9 Giugno 2025
/ 9.06.2025

Trump contro l’Onu anche sulle cannucce di plastica

Il no degli Stati Uniti rischia di bloccare l’accordo internazionale per limitare i danni da plastica. Ad agosto il momento della verità, con i negoziati in Svizzera

Tra due mesi e una manciata di giorni capiremo se il sogno di un trattato mondiale sulle plastiche potrà diventare realtà. E Donald Trump sta lavorando perché finisca nel nulla. Ma andiamo con ordine. Secondo i dati Unep, nel 2024 sono state prodotte circa 400 milioni di tonnellate di rifiuti plastici. Di questi, a livello globale meno del 10% viene realmente riciclato. Il resto finisce incenerito, in discarica o viene direttamente disperso nell’ambiente.

L’inquinamento è così diffuso che le microplastiche ormai sono stabilmente nel nostro corpo e in quello di tutti gli altri esseri viventi. È un flusso costante che aggrava la crisi climatico-ambientale e minaccia la biodiversità. E il clima: l’inquinamento plastico alimenta infatti anche la crisi climatica. La produzione della plastica — derivata in gran parte da combustibili fossili — ha infatti generato nel 2020 oltre il 3% delle emissioni globali di gas serra. Servirebbe un cambio di passo: regolare la produzione delle plastiche, riducendola agli usi in cui è effettivamente utile e riciclandola quando è possibile.
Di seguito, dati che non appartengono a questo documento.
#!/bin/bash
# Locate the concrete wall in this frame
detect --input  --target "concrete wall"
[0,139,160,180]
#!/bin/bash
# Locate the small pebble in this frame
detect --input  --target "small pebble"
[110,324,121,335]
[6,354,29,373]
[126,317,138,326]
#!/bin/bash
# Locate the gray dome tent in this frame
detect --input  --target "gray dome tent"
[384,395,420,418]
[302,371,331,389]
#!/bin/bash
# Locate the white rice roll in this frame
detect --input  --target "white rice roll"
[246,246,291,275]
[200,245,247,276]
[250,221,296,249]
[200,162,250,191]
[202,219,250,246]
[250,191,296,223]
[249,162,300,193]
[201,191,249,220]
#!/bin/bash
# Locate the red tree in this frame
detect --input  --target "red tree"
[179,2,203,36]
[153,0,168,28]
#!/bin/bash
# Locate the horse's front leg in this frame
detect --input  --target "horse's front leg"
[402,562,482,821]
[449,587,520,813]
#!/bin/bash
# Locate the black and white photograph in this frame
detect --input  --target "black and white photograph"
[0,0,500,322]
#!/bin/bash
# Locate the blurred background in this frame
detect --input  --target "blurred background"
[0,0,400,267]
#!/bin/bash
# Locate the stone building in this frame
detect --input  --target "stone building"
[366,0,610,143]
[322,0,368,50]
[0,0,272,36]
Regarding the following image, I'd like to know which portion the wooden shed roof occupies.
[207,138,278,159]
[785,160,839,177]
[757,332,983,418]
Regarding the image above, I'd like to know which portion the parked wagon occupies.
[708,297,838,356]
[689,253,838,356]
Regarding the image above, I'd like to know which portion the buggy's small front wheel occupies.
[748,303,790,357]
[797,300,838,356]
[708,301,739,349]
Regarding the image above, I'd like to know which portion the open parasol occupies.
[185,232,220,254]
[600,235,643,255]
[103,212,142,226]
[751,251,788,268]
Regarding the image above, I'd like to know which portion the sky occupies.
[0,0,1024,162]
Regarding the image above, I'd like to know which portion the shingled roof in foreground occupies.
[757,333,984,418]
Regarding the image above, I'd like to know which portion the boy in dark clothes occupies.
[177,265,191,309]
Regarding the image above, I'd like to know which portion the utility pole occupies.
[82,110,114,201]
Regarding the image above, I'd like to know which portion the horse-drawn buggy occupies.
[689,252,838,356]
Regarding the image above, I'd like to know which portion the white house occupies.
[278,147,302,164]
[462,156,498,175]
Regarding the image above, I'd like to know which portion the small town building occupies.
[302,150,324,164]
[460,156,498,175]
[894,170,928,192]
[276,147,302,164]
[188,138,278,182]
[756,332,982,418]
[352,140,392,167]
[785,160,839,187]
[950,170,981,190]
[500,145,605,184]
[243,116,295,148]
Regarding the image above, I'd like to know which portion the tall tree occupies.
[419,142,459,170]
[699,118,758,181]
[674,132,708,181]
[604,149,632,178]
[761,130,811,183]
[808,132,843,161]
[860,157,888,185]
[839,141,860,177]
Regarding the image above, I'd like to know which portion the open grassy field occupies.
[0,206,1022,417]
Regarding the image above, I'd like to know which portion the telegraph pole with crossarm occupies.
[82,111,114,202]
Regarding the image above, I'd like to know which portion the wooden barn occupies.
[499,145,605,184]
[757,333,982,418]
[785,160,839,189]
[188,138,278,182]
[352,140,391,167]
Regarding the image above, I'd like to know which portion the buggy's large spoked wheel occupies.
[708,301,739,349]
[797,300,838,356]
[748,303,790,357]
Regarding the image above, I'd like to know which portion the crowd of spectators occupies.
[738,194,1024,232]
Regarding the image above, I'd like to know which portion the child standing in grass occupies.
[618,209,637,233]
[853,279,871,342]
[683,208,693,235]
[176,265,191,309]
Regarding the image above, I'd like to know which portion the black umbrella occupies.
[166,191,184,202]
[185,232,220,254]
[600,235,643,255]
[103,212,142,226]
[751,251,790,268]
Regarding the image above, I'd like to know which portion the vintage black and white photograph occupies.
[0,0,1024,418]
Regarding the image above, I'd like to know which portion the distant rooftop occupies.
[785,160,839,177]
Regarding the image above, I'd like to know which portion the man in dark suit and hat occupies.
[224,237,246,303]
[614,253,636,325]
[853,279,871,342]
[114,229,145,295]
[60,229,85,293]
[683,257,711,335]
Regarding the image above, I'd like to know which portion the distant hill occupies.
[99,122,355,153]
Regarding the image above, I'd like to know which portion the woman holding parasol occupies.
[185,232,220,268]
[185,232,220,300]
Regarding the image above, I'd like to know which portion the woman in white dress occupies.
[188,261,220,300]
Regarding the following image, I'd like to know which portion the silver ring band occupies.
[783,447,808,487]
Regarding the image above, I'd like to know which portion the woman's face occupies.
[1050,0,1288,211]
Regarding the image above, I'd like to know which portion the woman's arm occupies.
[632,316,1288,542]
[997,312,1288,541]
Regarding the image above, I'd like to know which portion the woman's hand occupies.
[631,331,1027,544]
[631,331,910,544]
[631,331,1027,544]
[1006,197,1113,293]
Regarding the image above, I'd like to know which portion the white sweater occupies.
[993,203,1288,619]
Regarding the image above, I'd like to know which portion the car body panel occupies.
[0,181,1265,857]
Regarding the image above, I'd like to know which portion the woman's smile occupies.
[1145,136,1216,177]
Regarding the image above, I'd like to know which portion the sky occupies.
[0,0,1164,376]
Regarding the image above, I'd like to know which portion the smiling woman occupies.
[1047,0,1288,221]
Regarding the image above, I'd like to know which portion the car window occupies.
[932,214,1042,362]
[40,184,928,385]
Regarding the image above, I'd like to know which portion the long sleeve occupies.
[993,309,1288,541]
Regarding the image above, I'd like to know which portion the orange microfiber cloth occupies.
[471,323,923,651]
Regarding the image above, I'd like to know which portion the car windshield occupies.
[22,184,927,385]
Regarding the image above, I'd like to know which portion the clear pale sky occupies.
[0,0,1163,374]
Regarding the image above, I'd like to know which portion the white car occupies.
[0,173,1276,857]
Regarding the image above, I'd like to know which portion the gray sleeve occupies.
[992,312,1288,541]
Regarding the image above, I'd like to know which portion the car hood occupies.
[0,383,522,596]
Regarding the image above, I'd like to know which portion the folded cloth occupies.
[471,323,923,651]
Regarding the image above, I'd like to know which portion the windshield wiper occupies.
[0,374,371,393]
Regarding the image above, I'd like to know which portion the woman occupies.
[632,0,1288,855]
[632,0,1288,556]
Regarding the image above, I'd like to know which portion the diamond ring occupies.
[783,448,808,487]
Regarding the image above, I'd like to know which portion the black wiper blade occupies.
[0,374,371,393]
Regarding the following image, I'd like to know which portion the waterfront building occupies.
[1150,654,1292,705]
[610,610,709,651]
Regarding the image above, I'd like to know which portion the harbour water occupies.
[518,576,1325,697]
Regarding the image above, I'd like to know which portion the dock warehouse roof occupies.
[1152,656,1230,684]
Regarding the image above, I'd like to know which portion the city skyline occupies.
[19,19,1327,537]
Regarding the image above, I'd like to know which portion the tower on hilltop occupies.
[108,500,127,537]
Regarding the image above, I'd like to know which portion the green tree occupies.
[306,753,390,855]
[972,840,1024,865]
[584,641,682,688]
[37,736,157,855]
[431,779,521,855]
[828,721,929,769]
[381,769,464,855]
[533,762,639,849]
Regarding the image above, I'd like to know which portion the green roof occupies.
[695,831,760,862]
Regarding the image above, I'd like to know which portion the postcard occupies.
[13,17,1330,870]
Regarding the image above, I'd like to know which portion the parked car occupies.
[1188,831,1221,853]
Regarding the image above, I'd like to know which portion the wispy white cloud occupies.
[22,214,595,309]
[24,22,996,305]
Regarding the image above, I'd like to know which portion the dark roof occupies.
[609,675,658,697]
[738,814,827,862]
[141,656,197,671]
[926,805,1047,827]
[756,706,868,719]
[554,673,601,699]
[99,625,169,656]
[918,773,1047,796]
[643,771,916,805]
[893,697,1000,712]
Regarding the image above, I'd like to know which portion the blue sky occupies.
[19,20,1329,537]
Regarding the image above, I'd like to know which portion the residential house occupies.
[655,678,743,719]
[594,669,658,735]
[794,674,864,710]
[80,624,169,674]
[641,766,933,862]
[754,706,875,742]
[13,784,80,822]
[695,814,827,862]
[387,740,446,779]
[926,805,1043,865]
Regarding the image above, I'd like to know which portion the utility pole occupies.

E non basta riciclare, serve un cambiamento sistemico. Questo significa ripensare i prodotti in chiave di durabilità, riuso e riciclabilità. Significa limitare drasticamente il monouso, sviluppare alternative sostenibili e migliorare le infrastrutture di gestione dei rifiuti, soprattutto nei Paesi a medio e basso reddito. Facile a dirsi, assai complicato a farsi visti gli interessi economici in gioco. Che Donald Trump vuole rendere prioritari, operando con l’obiettivo di bloccare l’accordo globale sul clima perché l’America se ne è chiamata fuori, e quello sulla plastica per lo stesso motivo.

Il multilateralismo potrebbe essere la soluzione. Nel marzo 2022, nella quinta sessione dell’assemblea delle Nazioni Unite per l’ambiente è stata adottata una risoluzione storica per sviluppare uno strumento internazionale giuridicamente vincolante sull’inquinamento da plastica, anche nell’ambiente marino.  La risoluzione (5/14) ha chiesto al direttore esecutivo del Programma delle Nazioni Unite per l’ambiente (Unep) di convocare un comitato intergovernativo di negoziazione (Inc) per sviluppare “lo strumento”, che si baserà su un approccio globale che affronti l’intero ciclo di vita della plastica, compresa la sua produzione, la progettazione e lo smaltimento.

L’Inc ha iniziato i suoi lavori nella seconda metà del 2022, con l’ambizione di completare i negoziati entro la fine del 2024. Ma troppi Paesi non collaborano. Entro la fine del 2024 si sono svolte una serie di sessioni negoziali. La prima parte della quinta sessione si è svolta dal 25 novembre al primo dicembre 2024 a Busan, nella Repubblica di Corea, mentre la seconda parte si svolgerà dal 5 al 14 agosto 2025 a Ginevra, in Svizzera.

Sarà la volta buona? All’Unep ci sperano. “L’impegno del mondo a porre fine all’inquinamento da plastica è chiaro e innegabile. A Busan, i colloqui ci hanno avvicinato all’accordo su un trattato globale legalmente vincolante che proteggerà la nostra salute, il nostro ambiente e il nostro futuro dall’assalto dell’inquinamento da plastica”, ha dichiarato Inger Andersen, direttore esecutivo del Programma delle Nazioni Unite per l’Ambiente. “Grazie ai colloqui di Busan, i negoziatori hanno raggiunto un maggior grado di convergenza sulla struttura e sugli elementi del testo del trattato, nonché una migliore comprensione delle posizioni dei Paesi e delle sfide comuni. Ma è chiaro che persistono divergenze in aree critiche e che è necessario più tempo per affrontarle”. La verità è che l’approccio ottimista delle Nazioni Unite trova un crescendo di opposizione.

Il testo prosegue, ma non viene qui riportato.